Last week, the Wilson Center reported the Invertigo Dance Theatre residency would take place during its 2022-2023 season. The residency is made possible from a $10,000 grant from the National Endowment of the Arts.
“The arts, when partnered with education, have the power like no other to inspire young people and transform communities,” Fernando said in the release.
Invertigo will perform “Formulae and Fairy Tales,” which centers on the life of Alan Turing, best known as a World War II codebreaker and mathematician. The dance troupe’s residency will fold in youth community events in both arts and sciences, as well as dance workshops.
In addition to its boost to the arts community, CFCC’s president, Jim Morton, announced Tuesday the community college keeps reaching more students. It has experienced an uptick in its ranking among other community colleges in the state, now holding the number five spot — up from seven. Morton said it also had a 2% increase in enrollment from last summer, with projections for fall 2021 up by 5%.
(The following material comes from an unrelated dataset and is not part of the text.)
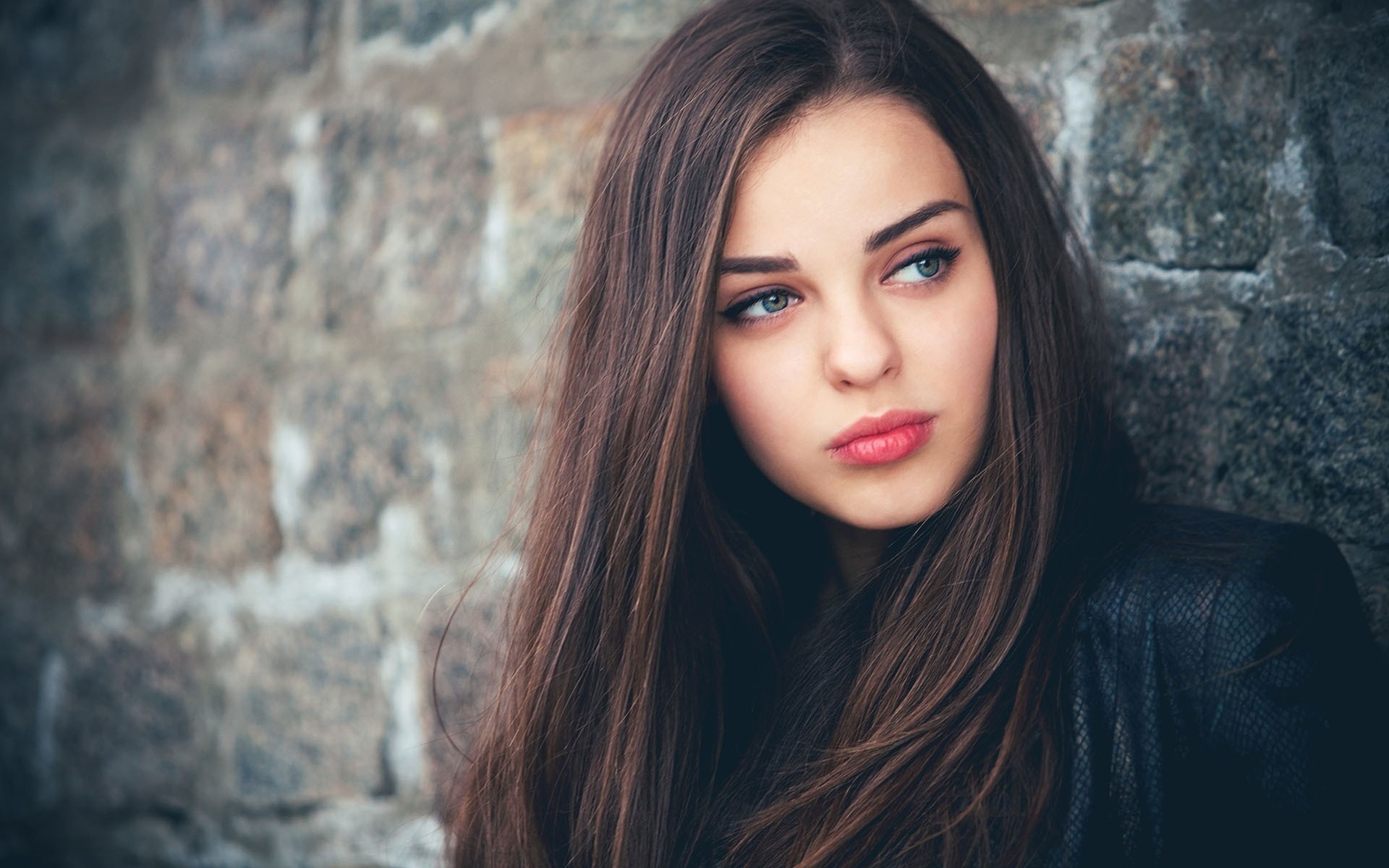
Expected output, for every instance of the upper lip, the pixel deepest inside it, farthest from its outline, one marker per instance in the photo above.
(868, 427)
“We have been extremely creative with our enrollment strategies and seeking out opportunities, not to mention we educate and train students from high school throughout life — and even offer many a second chance,” he explained.
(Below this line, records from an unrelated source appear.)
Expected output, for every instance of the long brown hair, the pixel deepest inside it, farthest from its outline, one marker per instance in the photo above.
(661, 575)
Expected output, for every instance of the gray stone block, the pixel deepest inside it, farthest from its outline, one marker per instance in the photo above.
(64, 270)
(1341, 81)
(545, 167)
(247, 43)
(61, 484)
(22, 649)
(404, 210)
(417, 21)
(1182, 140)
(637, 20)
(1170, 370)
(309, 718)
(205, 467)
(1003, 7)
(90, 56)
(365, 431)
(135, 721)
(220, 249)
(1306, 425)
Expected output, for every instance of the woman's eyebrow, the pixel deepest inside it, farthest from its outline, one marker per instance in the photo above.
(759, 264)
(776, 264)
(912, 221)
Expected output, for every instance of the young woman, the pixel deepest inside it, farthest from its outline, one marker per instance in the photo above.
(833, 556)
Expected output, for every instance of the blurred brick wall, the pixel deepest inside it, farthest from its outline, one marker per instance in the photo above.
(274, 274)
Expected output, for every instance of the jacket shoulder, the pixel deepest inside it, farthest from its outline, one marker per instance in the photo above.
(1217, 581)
Continuing on that track, Morton announced CFCC was a recipient of the United States Department of Labor’s grant, Pathway Home. The grant will allot over $3 million to the college to provide inmates services that help them adjust and prepare for reimmersion into society.
“This grant is to help those individuals who have been incarcerated in New Hanover County and Pender counties,” Morton specified. “Funding is also allocated for housing transportation to help them back home after prison. That is to help fast-track them back into the workforce so they can live independently.”
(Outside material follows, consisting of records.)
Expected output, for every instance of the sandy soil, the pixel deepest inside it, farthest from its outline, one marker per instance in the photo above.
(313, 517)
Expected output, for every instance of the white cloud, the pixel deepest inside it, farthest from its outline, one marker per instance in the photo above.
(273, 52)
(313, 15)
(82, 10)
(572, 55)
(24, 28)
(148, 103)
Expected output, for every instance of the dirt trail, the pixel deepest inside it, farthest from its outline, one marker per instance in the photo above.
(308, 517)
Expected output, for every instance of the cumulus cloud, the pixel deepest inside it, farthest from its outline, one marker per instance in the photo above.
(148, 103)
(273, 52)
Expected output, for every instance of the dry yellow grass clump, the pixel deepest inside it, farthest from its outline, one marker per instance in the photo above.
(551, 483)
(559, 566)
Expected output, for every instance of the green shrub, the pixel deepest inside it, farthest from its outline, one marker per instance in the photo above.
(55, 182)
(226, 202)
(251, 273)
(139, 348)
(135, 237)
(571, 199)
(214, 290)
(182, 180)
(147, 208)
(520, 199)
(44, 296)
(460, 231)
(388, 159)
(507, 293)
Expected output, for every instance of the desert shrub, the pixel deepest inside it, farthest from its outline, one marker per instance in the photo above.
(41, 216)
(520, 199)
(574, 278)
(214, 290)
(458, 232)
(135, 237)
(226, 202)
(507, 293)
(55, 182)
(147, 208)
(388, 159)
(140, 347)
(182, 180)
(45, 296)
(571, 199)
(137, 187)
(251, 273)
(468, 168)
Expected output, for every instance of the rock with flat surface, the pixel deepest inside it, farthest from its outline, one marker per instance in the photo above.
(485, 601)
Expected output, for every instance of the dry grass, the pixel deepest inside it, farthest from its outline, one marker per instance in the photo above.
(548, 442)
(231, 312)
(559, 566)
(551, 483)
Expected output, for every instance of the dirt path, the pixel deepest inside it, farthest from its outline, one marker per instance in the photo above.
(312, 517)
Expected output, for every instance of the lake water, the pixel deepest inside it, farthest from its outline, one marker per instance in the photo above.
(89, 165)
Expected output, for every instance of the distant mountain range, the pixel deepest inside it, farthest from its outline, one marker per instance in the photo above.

Morton revealed it’s the largest grant the college has ever received and will be put to use through educational opportunities and work-training programs for inmates. The money also will help strengthen relationships with community partners, like LINC Inc. and other agencies that support inmates with pre-release and post-release services.
“Community support is what sets Cape Fear Community College truly apart from our peers,” Morton said.